I want to give any newbie that is looking to trade CFDs or spread betting some advice. BE VERY CAREFUL. They are both leveraged, which mean you can lose more than the balance in your account. Limited risk is the way to go when you start as your losses are guaranteed to be the deposit used to take the position.
Much of what applies to spread betting applies to CFDs but I’m going to assume you’re spread betting as it’s easier to explain.
Before placing a bet, monitor a few shares for a day. E.g., RIO, BARC are listed on the FTSE100 but are two very different shares. RIO can swing 150p, BARC 25p. These are best/worst cases finger in the air estimates. So for RIO you might want to keep your bet to £1pp but for BARC you might want to bet £6pp.
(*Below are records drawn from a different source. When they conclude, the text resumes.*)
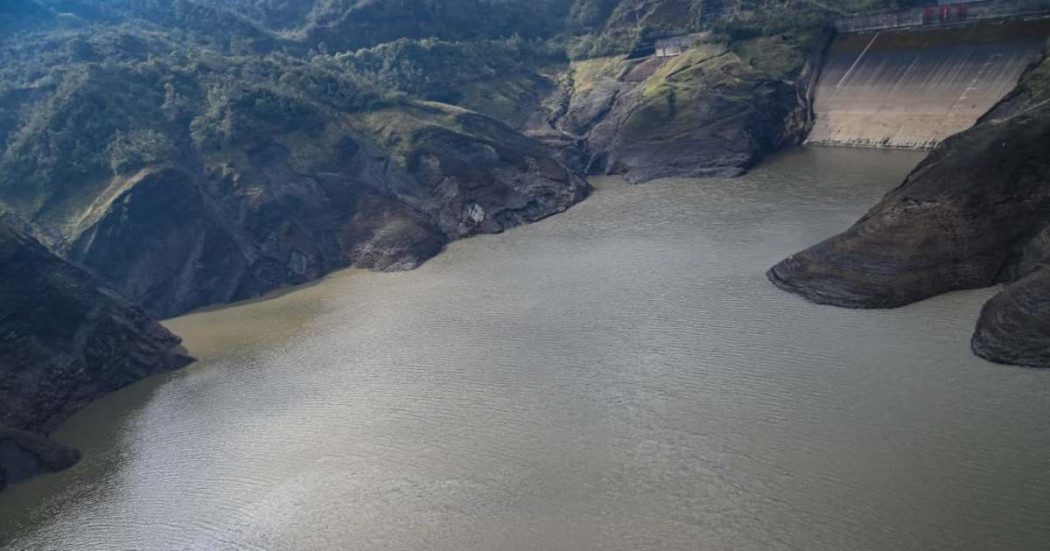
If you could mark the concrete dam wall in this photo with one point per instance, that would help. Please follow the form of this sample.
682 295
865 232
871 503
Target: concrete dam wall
911 88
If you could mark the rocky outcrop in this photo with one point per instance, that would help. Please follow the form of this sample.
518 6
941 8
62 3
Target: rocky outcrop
708 112
25 454
64 341
385 191
974 213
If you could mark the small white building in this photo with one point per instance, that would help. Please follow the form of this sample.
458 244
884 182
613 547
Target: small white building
668 47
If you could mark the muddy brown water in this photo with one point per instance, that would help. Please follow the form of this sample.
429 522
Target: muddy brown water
618 377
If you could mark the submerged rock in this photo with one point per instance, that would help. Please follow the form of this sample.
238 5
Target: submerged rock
715 110
24 456
1014 325
974 213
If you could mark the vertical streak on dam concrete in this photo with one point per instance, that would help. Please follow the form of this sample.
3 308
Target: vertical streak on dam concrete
911 88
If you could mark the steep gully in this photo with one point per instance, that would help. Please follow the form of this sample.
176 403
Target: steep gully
974 213
694 124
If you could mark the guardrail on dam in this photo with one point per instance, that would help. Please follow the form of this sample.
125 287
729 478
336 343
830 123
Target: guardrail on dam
943 15
914 87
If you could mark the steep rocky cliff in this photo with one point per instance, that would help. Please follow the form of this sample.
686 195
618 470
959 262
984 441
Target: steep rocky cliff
64 340
972 214
189 177
713 111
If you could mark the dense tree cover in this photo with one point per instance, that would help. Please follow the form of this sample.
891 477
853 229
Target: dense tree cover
89 87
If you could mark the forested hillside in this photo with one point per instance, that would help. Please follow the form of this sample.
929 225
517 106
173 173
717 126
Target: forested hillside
268 142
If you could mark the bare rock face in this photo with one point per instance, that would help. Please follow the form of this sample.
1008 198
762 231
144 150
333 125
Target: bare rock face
64 341
974 213
384 192
25 454
1014 325
711 111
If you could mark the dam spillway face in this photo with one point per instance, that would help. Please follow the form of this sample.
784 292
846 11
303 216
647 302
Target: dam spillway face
911 88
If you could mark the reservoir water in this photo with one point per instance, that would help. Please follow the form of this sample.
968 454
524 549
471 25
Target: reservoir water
620 377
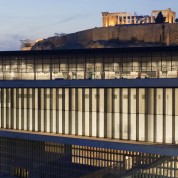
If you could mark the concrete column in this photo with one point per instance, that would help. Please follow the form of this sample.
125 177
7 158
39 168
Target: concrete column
94 113
109 113
116 114
118 20
66 110
35 98
60 112
87 118
135 20
25 113
53 111
132 112
73 115
47 121
124 113
168 112
101 113
80 119
122 19
4 102
1 105
41 124
127 20
141 114
14 107
19 106
150 104
159 115
176 116
9 109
Assuming worst case, you’d lose exactly the same amount of cash on RIO (£150) and BARC (£150). KEY ITEM: It’s important to plan your bet size before you place that bet.
Assuming all is going well, you may want to increase your position. This is the power of leveraged trading but also the downfall as most lose money betting. Let’s say you’re £150 ahead, you could open another bet. The key is not to open one big bet, but to open a number of smaller ones as the price rises. This limits risk as you can close positions in profit to offset a higher position that might turn into a loss. KEY ITEM: don’t be greedy by opening big bets, spread your risk by opening smaller bets as the price rises.
Don’t trade currencies, indexes or oil until you get the hang of trading equities, like shares listed on the FTSE100. Indexes are particularly dangerous, especially the DOW, which can swing 200 points. If you do want to trade the indexes, start at 1pp – don’t go crazy and start trading at 10pp, it’s the easiest way to wipe you out. KEY ITEM: Keep it simple, start by trading equities that have less than 10p intraday swings. If you make more money than losses, then branch out further if you’re confident you know what you’re doing.
Only trade FTSE100 and mid-cap FTSE250, avoid small FTSE350, micro cap and AIM shares at all costs because these stocks usually have higher spreads, very illiquid and harder to unwind or make a profit on due to low volume and/or intraday movements. Trade highly liquid quality shares and those that pay a dividend in case you need to hold that loss making position for a while. KEY ITEM: Trade the most liquid FTSE100 shares. They are safer to trade.
Anyone with questions ask away. Happy to give advice. FYI: I’ve been very happy trading the FTSE100 index, currencies and FTSE100 equities. I don’t trade anything else.